After about 20 mins (this was a long ceremony!) I turned and looked around where I was. The G20 is on its way to Seoul, and every effort seemed to be being made to spruce the place up a bit. The square I was in had huge banners protecting the new City Hall being built advertising Korea’s place in the list of civilised nations (or something like that). Smiling to myself, I crossed onto a central square and watched a load of teens playing in a fountain for a bit. Then made my way over to a large patch of grass and tried to make out where to go next in my guide.

I had meant to purchase a guide to South Korea at Heathrow. I had forgotten this, mostly because I went via Munich. I didn’t want a Lonely Planet guide in German either (people might think I was a German) so I decided that TravelWiki was the way to go. Sitting on the grass, while trying to get a wifi signal on my phone, someone approached me and asked if I spoke English and what I was doing here. Now this is one of those things which rarely happens in life. It should, but it doesn’t. A complete stranger was being friendly, decided that I looked a little bit lost and offered to show me around the centre of her city. I jumped at the chance.

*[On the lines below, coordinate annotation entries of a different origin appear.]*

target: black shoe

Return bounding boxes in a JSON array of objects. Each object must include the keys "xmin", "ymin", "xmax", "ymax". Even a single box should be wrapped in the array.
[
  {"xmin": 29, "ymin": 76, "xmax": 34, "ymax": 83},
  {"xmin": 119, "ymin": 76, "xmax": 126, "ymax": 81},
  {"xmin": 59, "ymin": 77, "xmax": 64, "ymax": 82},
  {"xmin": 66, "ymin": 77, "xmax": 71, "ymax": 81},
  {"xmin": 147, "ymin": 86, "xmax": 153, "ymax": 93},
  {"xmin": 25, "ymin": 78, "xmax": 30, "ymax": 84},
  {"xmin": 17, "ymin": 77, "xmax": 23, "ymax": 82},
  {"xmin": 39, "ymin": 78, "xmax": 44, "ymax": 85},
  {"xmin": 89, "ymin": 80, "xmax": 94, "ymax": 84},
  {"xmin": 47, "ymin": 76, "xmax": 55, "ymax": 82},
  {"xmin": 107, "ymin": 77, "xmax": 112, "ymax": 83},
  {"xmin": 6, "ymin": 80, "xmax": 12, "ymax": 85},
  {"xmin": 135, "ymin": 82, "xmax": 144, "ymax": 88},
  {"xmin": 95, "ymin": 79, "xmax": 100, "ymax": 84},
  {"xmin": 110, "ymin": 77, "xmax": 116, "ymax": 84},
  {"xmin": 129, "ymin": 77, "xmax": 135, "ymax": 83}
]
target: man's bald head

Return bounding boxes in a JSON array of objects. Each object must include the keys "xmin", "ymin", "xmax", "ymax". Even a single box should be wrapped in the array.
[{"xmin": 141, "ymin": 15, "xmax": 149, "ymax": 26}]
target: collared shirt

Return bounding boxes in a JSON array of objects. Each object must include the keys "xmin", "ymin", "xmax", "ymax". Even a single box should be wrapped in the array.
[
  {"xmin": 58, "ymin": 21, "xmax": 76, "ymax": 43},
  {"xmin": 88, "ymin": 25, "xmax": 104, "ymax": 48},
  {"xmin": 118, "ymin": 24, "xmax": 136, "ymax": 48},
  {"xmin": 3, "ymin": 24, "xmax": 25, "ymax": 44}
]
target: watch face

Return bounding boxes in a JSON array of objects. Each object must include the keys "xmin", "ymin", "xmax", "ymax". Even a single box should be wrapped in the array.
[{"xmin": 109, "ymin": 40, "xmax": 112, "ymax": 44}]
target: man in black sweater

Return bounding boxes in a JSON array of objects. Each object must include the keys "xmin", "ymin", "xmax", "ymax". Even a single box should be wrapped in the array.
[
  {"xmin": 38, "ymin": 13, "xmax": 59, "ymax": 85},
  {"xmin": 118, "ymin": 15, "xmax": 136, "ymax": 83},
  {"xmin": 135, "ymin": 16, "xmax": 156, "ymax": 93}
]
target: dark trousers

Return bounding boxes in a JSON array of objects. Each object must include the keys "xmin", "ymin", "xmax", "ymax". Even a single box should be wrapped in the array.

The photos here are from that day. We had dinner together too, and I left her company to go back to the hotel well after dark. It was sweet, innocent and completely welcoming. In fact, it puts Korea back on the map of places which I would go to given the choice. My mind was completely changed, and I will look forward to my next visit.




Helping out a fellow traveller

At the show over the past couple of days, I met and go to know the international sales managers for a couple of different brands.  One of whom I gave a lift to the airport today.  She is young – a lot younger than me.  Also a lot smarter.  At 22 she is in a similar position to me at 30.  Traveling from the States alone, it was her first time in England and on business, and only for a couple of days.  I know what this is like.  And I also have experienced the ‘just passing through’ feeling of visiting a place, and yet never having seen any of it, or nothing apart from ‘work’.  It is also difficult to know where to start, especially if you only have a few hours to spare.  The choice is crippling in my experience.  I had this feeling in Tokyo.  So, I took her to a few places.  A proper English pub for a quick beer, and then on to Eton and Windsor.  It was a whistle stop tour taking in Eton College, and Windsor Castle.  We did it in about two hours, and it was good fun.  I hope that it made her visit just a little more interesting.  It also made me think about how nice it actually is around here.  Sometimes it is easy to forget what you have on your doorstep.

Finding the Soul in Seoul

Well I arrived last night, and have so far found the city to be pretty cool. One downside is with business travel – what do you do when the hotel you book isn’t sufficiently nice? Spent two hours last night finding something where I would be happy to sleep!